In each of a set of games it is 2 to 1 in favour of the winner of the previous game. The chance that the player who wins the first game shall win three at least of the next four is

To solve the problem, we need to find the probability that the player who wins the first game will win at least three out of the next four games, given that the odds are 2 to 1 in favor of the winner of the previous game. ### Step-by-Step Solution: 1. **Understanding the Odds**: The odds of 2 to 1 in favor of the winner means that if the player wins, the probability of winning the next game is \( \frac{2}{3} \) and the probability of losing is \( \frac{1}{3} \). 2. **Winning All Four Games**: - The probability of winning all four games is calculated as: \[ P(\text{Win all 4}) = \left(\frac{2}{3}\right)^4 = \frac{16}{81} \] 3. **Winning Exactly Three Games**: To find the probability of winning exactly three games, we need to consider the different scenarios in which the player can win three games and lose one.
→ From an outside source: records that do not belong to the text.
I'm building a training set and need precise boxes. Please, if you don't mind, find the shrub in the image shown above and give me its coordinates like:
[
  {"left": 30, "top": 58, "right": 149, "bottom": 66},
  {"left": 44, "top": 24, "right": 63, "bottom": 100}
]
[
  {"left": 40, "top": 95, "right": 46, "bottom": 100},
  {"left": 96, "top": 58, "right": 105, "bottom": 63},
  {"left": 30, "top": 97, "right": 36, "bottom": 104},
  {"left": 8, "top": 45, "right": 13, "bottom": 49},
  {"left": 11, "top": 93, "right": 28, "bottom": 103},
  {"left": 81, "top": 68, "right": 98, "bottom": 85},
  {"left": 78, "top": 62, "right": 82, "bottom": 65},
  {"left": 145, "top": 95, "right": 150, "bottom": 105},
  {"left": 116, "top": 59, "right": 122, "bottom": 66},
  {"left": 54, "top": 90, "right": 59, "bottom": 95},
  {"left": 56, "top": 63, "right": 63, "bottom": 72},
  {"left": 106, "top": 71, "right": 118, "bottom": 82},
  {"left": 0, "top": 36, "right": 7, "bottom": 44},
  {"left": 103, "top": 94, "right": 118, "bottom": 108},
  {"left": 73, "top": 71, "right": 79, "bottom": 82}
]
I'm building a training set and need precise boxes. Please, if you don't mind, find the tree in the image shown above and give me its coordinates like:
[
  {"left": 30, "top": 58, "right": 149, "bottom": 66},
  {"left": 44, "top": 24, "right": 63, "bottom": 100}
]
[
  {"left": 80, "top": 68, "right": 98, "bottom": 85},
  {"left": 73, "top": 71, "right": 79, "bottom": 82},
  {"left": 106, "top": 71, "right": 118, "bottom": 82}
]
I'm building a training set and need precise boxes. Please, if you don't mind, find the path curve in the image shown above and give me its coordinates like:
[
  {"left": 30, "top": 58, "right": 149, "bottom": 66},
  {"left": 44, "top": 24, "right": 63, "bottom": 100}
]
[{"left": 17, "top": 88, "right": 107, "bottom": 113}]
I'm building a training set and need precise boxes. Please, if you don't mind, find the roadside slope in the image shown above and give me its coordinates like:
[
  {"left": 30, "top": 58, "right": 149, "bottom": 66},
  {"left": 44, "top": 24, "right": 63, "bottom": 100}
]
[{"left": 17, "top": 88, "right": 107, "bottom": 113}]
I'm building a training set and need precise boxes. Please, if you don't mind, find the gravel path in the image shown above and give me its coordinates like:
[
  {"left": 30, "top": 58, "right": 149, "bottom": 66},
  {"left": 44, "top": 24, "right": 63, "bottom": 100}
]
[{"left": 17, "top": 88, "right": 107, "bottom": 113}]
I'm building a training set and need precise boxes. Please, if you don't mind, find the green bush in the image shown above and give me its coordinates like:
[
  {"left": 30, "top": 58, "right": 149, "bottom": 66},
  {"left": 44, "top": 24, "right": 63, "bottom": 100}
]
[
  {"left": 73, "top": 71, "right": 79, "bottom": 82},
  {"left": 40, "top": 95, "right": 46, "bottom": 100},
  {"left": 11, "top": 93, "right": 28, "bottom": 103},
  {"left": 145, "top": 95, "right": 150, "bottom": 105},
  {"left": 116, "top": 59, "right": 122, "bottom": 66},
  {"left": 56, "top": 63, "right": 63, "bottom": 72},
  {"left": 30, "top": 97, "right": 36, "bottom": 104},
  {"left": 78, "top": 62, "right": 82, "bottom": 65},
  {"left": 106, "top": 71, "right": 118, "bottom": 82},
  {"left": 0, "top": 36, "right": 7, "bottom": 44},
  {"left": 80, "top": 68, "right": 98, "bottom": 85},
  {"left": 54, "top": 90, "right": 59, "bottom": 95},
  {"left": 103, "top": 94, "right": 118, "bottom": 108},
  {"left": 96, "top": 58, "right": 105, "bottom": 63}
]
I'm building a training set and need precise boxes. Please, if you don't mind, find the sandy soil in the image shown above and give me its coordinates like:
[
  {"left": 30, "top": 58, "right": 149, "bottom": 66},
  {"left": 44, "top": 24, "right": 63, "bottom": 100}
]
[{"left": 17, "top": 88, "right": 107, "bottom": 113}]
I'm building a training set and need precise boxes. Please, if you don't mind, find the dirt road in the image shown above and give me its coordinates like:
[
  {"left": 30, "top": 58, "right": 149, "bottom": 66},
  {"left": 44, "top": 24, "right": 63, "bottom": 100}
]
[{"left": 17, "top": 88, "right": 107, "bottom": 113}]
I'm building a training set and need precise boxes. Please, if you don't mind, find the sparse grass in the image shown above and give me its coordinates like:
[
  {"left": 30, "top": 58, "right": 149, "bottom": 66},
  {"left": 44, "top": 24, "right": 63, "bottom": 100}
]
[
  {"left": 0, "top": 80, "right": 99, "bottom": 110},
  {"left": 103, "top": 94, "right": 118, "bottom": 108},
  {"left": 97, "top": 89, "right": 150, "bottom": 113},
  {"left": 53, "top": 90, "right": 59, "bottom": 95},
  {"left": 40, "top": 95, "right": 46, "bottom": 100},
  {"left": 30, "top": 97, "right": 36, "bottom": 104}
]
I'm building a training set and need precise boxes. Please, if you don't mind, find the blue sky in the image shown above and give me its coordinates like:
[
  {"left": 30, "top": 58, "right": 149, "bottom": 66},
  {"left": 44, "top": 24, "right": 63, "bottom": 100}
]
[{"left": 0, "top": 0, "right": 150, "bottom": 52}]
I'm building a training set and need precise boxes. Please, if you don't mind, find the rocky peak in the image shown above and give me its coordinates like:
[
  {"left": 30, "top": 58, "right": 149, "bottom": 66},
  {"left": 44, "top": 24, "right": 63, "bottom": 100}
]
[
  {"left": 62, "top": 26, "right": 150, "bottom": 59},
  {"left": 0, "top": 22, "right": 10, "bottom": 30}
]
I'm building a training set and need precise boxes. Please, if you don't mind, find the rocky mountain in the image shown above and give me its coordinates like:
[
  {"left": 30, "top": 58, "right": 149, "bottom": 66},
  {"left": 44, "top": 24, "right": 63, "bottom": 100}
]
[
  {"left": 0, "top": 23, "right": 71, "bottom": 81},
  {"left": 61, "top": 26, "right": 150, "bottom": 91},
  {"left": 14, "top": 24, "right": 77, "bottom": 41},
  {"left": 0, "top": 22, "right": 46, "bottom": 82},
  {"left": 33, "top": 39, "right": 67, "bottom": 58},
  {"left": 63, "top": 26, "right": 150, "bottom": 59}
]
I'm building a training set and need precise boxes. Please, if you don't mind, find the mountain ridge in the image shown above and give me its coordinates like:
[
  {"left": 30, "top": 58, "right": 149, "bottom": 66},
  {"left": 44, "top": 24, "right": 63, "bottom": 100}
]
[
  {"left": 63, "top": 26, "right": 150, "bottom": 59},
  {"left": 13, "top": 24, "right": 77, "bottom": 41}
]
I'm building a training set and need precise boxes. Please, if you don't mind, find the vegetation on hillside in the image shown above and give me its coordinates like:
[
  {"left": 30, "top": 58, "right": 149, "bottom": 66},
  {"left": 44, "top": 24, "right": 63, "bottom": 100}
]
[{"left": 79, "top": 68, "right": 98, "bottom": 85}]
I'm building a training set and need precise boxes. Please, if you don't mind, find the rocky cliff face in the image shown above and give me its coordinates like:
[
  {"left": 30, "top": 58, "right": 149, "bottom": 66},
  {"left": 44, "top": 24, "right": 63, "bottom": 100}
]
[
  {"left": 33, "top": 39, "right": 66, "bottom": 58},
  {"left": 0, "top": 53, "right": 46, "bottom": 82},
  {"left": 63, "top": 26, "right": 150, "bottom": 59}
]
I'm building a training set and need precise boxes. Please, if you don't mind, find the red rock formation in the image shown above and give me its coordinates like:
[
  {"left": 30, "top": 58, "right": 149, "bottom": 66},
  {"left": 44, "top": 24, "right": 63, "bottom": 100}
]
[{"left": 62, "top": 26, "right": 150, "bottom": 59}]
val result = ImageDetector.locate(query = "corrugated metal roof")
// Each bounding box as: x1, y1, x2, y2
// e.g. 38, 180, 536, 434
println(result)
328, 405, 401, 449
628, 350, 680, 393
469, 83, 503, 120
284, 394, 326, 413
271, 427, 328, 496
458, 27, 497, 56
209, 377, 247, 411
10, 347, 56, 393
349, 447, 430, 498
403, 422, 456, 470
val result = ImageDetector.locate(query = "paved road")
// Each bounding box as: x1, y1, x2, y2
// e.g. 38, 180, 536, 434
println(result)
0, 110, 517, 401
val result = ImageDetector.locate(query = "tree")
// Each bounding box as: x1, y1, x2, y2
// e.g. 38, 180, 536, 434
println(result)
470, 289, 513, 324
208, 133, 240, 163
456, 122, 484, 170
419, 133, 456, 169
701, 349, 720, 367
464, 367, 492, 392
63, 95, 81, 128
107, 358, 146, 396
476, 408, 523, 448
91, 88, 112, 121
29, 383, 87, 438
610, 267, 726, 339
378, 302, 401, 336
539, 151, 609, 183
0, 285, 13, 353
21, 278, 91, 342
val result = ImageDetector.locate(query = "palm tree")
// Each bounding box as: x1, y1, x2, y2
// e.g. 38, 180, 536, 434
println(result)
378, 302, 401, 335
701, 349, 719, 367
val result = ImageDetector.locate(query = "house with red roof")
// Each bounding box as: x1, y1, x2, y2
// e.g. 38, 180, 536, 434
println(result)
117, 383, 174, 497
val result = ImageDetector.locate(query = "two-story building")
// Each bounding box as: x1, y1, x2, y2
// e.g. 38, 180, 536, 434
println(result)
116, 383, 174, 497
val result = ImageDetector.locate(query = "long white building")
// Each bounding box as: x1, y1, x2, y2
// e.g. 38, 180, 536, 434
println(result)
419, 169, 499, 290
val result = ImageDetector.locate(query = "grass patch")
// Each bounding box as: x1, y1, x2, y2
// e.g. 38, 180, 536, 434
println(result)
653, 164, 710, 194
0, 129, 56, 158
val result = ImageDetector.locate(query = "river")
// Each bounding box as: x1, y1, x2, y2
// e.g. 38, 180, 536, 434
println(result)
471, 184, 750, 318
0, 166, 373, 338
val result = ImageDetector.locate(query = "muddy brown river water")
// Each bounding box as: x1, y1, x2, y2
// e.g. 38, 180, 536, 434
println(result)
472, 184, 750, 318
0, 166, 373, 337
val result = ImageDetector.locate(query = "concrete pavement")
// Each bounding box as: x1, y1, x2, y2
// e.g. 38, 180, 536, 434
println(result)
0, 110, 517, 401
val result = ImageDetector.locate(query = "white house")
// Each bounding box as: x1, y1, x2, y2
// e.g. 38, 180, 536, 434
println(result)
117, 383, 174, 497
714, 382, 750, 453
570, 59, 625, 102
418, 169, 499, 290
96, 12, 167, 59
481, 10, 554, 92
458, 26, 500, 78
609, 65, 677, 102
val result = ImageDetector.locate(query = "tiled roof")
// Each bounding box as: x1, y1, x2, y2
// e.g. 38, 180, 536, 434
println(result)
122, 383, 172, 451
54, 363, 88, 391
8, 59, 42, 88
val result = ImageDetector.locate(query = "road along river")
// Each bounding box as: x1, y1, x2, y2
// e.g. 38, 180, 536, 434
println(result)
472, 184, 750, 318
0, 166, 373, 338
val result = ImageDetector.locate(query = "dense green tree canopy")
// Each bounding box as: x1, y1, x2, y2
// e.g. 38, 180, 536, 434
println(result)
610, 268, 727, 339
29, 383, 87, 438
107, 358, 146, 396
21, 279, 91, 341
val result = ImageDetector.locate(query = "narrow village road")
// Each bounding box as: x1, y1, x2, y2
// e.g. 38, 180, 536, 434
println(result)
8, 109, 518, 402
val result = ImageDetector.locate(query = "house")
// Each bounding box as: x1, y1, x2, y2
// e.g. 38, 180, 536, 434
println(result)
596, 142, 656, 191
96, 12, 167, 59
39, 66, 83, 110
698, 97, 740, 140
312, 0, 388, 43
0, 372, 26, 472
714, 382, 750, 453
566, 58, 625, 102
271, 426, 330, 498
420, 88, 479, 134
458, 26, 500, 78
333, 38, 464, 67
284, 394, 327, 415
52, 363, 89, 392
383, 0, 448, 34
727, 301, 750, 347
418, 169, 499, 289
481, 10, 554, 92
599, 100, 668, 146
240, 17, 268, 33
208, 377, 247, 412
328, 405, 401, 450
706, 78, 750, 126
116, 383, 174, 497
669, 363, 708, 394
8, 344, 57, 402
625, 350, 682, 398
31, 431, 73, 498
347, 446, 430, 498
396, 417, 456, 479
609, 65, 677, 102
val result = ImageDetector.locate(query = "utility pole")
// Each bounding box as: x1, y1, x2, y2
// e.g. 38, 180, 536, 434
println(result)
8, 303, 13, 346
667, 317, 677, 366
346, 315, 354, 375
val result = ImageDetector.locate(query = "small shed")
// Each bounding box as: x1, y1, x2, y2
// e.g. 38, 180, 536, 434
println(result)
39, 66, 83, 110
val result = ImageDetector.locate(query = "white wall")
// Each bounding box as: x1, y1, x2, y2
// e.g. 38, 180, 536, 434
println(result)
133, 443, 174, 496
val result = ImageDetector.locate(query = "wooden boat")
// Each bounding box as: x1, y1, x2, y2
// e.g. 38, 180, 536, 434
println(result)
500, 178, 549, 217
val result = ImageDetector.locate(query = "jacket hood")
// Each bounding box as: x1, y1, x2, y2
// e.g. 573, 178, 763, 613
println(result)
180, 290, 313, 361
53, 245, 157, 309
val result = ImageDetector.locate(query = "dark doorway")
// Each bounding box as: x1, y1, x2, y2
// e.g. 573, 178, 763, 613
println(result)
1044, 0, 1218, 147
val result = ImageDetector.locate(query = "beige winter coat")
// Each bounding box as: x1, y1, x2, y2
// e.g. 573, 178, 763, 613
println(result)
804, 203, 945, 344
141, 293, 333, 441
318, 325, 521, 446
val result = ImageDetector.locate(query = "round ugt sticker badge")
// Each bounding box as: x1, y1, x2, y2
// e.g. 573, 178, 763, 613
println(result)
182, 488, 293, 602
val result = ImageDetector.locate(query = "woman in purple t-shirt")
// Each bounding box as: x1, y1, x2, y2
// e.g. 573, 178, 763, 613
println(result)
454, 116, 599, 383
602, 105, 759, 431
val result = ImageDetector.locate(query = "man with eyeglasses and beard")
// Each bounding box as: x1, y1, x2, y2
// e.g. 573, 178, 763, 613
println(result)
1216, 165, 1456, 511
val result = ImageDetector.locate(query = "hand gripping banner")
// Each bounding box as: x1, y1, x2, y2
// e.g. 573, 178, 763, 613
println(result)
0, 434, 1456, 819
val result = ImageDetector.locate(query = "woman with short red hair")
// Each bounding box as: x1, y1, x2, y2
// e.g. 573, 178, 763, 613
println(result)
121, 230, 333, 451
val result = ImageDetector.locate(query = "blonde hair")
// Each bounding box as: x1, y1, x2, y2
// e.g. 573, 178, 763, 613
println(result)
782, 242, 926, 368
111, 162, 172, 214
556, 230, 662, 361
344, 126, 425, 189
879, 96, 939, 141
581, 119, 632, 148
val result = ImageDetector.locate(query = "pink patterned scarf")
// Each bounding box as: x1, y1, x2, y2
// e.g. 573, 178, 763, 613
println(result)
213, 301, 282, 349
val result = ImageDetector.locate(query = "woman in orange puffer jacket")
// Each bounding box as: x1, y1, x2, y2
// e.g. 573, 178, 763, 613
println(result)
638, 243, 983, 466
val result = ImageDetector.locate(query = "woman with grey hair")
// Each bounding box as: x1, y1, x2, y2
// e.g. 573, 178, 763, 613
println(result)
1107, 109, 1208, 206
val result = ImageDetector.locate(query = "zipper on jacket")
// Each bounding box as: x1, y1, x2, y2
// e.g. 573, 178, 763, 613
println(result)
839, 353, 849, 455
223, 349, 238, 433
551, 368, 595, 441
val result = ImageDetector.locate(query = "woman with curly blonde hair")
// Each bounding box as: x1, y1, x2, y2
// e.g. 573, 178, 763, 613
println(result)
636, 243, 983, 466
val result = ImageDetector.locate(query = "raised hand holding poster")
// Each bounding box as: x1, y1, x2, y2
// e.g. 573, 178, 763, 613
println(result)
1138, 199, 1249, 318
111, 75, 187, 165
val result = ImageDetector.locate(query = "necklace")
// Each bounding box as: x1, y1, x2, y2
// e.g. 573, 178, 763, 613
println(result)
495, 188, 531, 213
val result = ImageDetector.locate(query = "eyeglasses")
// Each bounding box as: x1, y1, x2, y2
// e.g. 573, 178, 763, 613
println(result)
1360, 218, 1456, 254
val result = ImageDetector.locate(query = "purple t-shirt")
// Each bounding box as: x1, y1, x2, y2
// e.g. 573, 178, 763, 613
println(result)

There are four different ways this can happen (the lost game can be in any of the four positions). - **Case 1**: Lose the first game (LWWW) - Probability: \[ P(LWWW) = \frac{1}{3} \cdot \left(\frac{2}{3}\right)^3 = \frac{1}{3} \cdot \frac{8}{27} = \frac{8}{81} \] - **Case 2**: Lose the second game (WLWW) - Probability: \[ P(WLWW) = \left(\frac{2}{3}\right) \cdot \frac{1}{3} \cdot \left(\frac{2}{3}\right)^2 = \frac{2}{3} \cdot \frac{1}{3} \cdot \frac{4}{9} = \frac{8}{81} \] - **Case 3**: Lose the third game (WWLW) - Probability: \[ P(WWLW) = \left(\frac{2}{3}\right)^2 \cdot \frac{1}{3} \cdot \left(\frac{2}{3}\right) = \frac{4}{9} \cdot \frac{1}{3} \cdot \frac{2}{3} = \frac{8}{81} \] - **Case 4**: Lose the fourth game (WWWL) - Probability: \[ P(WWWL) = \left(\frac{2}{3}\right)^3 \cdot \frac{1}{3} = \frac{8}{27} \cdot \frac{1}{3} = \frac{8}{81} \] 4. **Total Probability of Winning Exactly Three Games**: - Adding the probabilities from all four cases: \[ P(\text{Win exactly 3}) = \frac{8}{81} + \frac{8}{81} + \frac{8}{81} + \frac{8}{81} = \frac{32}{81} \] 5. **Total Probability of Winning at Least Three Games**: - Now, we add the probability of winning all four games to the probability of winning exactly three games: \[ P(\text{At least 3}) = P(\text{Win all 4}) + P(\text{Win exactly 3}) = \frac{16}{81} + \frac{32}{81} = \frac{48}{81} \] 6. **Simplifying the Probability**: - Simplifying \( \frac{48}{81} \): \[ \frac{48}{81} = \frac{16}{27} \] ### Final Answer: The probability that the player who wins the first game will win at least three out of the next four games is \( \frac{16}{27} \).